What's different is that there are still thousands of Ingress NGINX controllers in use.
Why is it being put down, then, if it's so popular? Well, there is a good reason. As Tabitha Sable, a staff engineer at Datadog who is also co-chair of the Kubernetes special interest group for security, pointed out: "Ingress NGINX has always struggled with insufficient or barely sufficient maintainership. For years, the project has had only one or two people doing development work, on their own time, after work hours, and on weekends. Last year, the Ingress NGINX maintainers announced their plans to wind down Ingress NGINX and develop a replacement controller together with the Gateway API community. Unfortunately, even that announcement failed to generate additional interest in helping maintain Ingress NGINX or develop InGate to replace it."
The final nail in the coffin was when security company Wix found a killer Ingress NGINX security hole. How bad was it? Wix declared: "Exploiting this flaw allows an attacker to execute arbitrary code and access all cluster secrets across namespaces, which could lead to complete cluster takeover."
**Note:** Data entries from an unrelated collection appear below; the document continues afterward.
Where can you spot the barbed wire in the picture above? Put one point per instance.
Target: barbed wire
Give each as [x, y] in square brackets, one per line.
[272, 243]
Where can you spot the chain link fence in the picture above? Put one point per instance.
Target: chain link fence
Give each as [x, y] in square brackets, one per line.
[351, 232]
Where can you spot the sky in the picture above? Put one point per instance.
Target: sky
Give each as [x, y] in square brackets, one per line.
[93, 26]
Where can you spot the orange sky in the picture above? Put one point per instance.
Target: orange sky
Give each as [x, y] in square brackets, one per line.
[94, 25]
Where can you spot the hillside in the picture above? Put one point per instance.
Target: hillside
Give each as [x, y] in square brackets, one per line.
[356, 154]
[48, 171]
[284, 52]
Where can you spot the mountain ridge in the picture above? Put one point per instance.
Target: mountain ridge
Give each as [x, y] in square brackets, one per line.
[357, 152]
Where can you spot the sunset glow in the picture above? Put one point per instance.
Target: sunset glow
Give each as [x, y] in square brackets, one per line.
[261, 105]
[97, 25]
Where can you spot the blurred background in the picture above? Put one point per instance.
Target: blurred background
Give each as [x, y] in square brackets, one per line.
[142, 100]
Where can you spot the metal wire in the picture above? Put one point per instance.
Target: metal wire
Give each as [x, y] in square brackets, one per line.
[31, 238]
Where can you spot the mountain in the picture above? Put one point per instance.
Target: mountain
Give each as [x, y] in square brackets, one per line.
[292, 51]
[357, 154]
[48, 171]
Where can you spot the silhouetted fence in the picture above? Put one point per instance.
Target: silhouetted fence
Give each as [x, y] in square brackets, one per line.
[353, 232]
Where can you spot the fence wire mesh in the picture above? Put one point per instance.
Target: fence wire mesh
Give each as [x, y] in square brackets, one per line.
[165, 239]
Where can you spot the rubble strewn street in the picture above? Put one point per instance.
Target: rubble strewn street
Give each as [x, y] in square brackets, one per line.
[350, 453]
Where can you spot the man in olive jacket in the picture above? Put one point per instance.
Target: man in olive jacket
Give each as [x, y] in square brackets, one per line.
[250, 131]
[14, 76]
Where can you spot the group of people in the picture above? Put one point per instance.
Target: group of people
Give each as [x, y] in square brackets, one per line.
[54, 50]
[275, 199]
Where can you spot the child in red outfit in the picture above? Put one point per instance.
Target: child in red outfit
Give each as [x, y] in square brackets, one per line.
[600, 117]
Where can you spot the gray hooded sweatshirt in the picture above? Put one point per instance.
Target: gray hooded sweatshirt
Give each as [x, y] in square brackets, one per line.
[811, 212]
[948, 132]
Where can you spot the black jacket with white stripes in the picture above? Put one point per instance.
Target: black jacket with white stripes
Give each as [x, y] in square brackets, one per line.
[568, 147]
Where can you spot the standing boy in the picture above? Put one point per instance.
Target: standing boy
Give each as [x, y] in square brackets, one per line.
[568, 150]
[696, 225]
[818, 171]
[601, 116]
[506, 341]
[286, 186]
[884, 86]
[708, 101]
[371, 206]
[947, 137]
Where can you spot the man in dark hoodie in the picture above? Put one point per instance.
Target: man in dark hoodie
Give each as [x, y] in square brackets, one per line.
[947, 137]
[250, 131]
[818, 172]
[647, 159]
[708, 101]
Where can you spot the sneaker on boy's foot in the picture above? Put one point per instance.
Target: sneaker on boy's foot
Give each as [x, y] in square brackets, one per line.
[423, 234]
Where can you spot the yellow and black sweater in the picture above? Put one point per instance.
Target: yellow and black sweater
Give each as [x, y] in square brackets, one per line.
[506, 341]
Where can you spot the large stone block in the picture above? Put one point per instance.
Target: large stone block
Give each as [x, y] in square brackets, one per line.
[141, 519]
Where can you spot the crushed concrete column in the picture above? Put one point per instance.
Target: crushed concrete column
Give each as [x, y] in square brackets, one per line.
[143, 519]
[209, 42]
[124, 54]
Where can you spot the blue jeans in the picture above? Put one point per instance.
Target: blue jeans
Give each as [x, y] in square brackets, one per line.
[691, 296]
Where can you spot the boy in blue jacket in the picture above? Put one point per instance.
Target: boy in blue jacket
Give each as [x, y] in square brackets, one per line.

What's upsetting people is, as one Reddit Kubernetes user cried: "Retirement of a service of this magnitude should be at minimum of a year. Hell, it's going to take longer than four months to get all the documentation rewritten." He's not wrong.
However, Kubernetes maintainer Tim Hockin replied: "I understand your feelings here. But I am going to ask you once to please drop the entitlement. The people who currently work on ingress-nginx do so FOR FREE. They have been doing it largely because they feel a sense of duty. They do not need to be berated. In the two years this has been a topic, almost nobody has stepped up to help. There are no new maintainers in the pipeline. Shuttering this project is necessary." He's right too.
You see, the real problem isn't that Ingress NGINX has a major security problem. Heck, hardly a month goes by without another stop-the-presses Windows bug being uncovered. No, the real issue is that here we have yet another example of a mission-critical open source program no one pays to support.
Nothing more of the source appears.